Aurélie Godard est médecin anesthésiste-réanimatrice. Elle travaille à mi-temps au Centre Hospitalier d’Annecy, et consacre son autre mi-temps au service de Médecins Sans Frontières, ou le cas échéant, d’autres ONG. Elle a effectué trois missions de plusieurs semaines à Gaza au cours de l’année 2024.
Lors d’une conférence-débat organisée par l’AFPS 74 le vendredi 28 février 2025 à Annecy, elle a pu partagé son expérience à Gaza et expliquer la situation là-bas et débattre des perspectives pour l’avenir.

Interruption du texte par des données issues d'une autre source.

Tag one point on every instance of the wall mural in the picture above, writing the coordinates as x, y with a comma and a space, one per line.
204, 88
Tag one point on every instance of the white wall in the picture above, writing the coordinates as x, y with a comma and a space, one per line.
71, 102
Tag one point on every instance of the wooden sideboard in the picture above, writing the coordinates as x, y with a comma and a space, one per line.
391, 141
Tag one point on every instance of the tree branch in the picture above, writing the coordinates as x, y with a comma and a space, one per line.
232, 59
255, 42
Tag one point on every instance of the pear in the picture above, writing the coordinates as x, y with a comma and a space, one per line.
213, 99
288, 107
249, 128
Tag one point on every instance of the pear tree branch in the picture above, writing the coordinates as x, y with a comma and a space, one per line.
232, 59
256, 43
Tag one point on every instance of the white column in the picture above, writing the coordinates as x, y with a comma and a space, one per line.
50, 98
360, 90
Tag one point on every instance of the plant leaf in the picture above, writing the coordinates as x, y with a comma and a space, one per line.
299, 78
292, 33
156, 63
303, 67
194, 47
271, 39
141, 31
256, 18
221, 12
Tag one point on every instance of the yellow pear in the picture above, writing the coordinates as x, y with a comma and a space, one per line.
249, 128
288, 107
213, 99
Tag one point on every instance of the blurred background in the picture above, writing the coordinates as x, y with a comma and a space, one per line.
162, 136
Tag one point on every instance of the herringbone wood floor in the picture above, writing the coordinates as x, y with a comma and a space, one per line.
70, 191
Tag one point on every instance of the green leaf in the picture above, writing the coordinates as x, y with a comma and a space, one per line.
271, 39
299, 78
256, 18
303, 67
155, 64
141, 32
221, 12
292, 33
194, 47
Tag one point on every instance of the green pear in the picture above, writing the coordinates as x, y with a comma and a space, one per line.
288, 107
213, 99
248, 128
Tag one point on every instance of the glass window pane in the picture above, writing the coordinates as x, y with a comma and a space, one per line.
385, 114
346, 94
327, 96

Au-delà des chiffres monstrueux des morts, des blessés, des orphelins, des destructions, l’exposé d’Aurélie ont fait toucher du doigt les aspects concrets du quotidien des victimes et des soignants. Elle met en lumière, et illustre par l’image, des aspects qui échappent généralement au public, même averti. Elle a expliqué par exemple l’impact des blessures par explosions (bombes et obus explosifs, munitions explosant à retardement), les plus nombreuses, qui causent des dégâts multiples sur une même personne, des blessures complexes, souillées, difficiles à soigner et à guérir. Elles impliquent souvent une immobilisation complète et longue (des mois), avec les risques vitaux liés à l’insuffisance des moyens de soigner, et le risque de ne pas retrouver de mobilité. On découvre ainsi que l’amputation est souvent la solution "la moins pire", dans la mesure où elle permet une convalescence et une mobilisation plus rapides et ouvre la perspective, l’espoir, de prothèses performantes.
Une partie de la discussion a été consacrée à la santé mentale des gens de Gaza. Tant que les personnes sont dans des situations dangereuses elles ne sont pas en situation de stress post traumatique mais toujours en situation traumatique. Jusqu’ici, le quotidien, les bombes, la faim, le froid, la perte de proches, empêchaient en quelque sorte les Gazaoui-es de penser à l’avenir, sans pour autant empêcher les tensions. Le semblant de cessez-le-feu a commencé à soulever la question de leur devenir, de leur organisation, de leur survie tant comme individu que comme peuple. Avec moins de tension la décompensation et le stress post-traumatique ne tarderont pas à se manifester.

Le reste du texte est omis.